For five years, she said she didn’t understand what was happening when Scott Shaw slipped his hand under her sports bra or into her underwear during routine sports massages.
She knew Shaw, San Jose State University’s head athletic trainer, had sought her out after gymnastics practices even though he was assigned to the men’s basketball team. But she always thought it was because he “was there to listen and take care of me.”
Then, a year after graduating in 2019, she discovered, that’s just what Larry Nassar had done. And she began to realize the shock of what Shaw had done to her.
The former San Jose State athlete’s heartbreaking realization came in a series of conversations with Rachael Denhollander — the first of hundreds of gymnasts to publicly accuse Nassar, USA Gymnastics’ fatherly team doctor, of molesting them under the guise of treatment for almost three decades. It became one of the worst sex-abuse sports scandals of all time.
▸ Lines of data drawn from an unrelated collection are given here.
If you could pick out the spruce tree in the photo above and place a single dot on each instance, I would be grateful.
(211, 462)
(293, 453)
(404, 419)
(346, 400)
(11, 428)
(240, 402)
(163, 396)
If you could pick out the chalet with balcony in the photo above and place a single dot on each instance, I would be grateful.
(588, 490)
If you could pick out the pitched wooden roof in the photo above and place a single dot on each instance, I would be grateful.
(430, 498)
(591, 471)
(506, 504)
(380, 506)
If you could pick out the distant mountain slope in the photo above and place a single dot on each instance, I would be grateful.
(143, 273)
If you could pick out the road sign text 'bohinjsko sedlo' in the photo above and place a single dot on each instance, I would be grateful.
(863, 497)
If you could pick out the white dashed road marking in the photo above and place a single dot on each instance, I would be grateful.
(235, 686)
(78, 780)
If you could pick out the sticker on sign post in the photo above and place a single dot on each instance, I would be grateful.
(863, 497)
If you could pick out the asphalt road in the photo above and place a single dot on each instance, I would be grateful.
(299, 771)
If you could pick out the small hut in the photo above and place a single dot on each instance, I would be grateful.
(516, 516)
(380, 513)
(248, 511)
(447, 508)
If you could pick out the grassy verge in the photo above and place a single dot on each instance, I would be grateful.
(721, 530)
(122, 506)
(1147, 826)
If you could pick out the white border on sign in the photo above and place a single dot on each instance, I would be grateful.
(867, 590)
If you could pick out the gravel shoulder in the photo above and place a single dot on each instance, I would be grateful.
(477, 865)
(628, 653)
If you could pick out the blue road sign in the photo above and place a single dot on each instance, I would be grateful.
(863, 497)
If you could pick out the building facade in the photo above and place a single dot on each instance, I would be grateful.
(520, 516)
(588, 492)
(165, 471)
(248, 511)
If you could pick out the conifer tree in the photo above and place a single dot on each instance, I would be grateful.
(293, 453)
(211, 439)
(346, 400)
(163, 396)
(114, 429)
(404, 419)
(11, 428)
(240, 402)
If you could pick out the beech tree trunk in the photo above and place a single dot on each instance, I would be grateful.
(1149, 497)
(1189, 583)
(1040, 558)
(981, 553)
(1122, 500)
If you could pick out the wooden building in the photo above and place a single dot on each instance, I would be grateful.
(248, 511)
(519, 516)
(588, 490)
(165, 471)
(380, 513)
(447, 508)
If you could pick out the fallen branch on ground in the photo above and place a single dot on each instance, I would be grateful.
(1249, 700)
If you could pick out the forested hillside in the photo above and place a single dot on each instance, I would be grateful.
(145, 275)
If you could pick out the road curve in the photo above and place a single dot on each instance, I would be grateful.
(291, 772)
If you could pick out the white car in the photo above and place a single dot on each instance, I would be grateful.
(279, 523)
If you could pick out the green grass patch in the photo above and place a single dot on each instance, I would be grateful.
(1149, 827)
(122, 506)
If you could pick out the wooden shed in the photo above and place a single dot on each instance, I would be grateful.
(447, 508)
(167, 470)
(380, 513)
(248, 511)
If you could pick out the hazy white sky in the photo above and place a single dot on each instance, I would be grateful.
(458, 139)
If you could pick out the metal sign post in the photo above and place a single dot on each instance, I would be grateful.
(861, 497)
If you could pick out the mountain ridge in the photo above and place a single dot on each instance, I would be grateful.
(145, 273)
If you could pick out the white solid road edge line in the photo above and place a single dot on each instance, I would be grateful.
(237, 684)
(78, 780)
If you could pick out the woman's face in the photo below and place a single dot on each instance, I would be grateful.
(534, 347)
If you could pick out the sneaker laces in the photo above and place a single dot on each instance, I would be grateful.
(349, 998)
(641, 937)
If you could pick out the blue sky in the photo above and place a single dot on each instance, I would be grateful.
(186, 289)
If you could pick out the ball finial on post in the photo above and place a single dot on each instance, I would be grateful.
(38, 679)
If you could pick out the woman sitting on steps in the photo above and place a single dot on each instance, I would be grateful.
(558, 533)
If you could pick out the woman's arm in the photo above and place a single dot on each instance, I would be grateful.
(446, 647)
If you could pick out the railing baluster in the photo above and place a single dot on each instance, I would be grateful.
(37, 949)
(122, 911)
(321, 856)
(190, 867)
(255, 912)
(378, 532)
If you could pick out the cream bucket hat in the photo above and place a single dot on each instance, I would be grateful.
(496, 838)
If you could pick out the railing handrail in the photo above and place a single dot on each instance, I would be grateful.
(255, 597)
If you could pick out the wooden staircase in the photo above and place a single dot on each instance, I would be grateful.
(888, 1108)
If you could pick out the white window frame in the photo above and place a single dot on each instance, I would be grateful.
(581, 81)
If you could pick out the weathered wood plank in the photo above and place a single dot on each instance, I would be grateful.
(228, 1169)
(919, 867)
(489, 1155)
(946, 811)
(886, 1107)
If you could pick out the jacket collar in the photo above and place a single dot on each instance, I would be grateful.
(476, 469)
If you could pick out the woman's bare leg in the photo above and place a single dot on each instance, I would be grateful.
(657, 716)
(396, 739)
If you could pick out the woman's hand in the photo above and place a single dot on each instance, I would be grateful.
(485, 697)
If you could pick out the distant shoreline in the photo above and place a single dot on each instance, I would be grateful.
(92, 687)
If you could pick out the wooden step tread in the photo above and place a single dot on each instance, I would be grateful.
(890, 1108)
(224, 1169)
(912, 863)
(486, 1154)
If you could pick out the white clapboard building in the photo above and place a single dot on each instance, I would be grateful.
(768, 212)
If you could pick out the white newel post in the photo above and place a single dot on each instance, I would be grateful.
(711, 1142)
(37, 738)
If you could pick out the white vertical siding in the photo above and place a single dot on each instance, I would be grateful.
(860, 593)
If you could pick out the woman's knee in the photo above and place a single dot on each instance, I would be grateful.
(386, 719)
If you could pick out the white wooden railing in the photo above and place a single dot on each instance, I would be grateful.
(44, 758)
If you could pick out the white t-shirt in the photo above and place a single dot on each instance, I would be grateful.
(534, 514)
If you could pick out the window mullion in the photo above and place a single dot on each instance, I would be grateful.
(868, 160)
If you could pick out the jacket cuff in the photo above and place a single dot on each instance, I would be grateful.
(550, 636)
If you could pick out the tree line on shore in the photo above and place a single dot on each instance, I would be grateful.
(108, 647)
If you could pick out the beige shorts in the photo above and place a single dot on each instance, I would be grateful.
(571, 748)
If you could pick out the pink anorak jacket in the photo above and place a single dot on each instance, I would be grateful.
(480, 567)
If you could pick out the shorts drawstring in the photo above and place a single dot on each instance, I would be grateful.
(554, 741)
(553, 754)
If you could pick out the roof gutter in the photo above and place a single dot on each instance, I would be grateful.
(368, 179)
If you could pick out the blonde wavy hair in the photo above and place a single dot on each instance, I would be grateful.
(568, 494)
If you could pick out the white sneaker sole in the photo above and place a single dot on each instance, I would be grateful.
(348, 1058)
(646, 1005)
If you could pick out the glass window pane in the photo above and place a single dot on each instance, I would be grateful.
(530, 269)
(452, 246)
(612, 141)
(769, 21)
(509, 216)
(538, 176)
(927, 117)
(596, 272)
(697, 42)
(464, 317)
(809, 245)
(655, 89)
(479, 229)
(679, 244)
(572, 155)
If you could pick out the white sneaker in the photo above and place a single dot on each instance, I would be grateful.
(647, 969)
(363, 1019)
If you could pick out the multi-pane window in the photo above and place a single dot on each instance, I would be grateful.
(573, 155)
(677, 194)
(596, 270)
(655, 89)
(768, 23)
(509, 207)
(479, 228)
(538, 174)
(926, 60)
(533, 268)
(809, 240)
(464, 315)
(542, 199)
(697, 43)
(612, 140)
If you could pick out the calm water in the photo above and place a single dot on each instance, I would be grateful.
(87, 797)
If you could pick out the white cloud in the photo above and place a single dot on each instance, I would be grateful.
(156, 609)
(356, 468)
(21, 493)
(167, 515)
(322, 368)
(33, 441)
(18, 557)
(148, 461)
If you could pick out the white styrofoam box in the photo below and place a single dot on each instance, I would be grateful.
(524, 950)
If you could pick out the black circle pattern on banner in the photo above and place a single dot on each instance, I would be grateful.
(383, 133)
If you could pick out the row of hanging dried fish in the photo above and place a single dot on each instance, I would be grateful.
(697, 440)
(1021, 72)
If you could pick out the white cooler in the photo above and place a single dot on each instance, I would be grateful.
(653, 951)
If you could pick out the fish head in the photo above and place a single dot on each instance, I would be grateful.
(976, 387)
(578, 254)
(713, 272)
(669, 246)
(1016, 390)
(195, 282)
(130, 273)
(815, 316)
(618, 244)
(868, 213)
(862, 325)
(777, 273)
Now, the connection between the two women, a courageous gymnast turned sexual abuse advocate and a young athlete who considered herself sheltered and naïve, is producing another powerful revelation. The younger woman is the first athlete to publicly accuse Shaw of abusing her in the decade after San Jose State brushed away similar allegations from more than a dozen female athletes and excused his behavior as a “bona fide means of treating muscle injury.”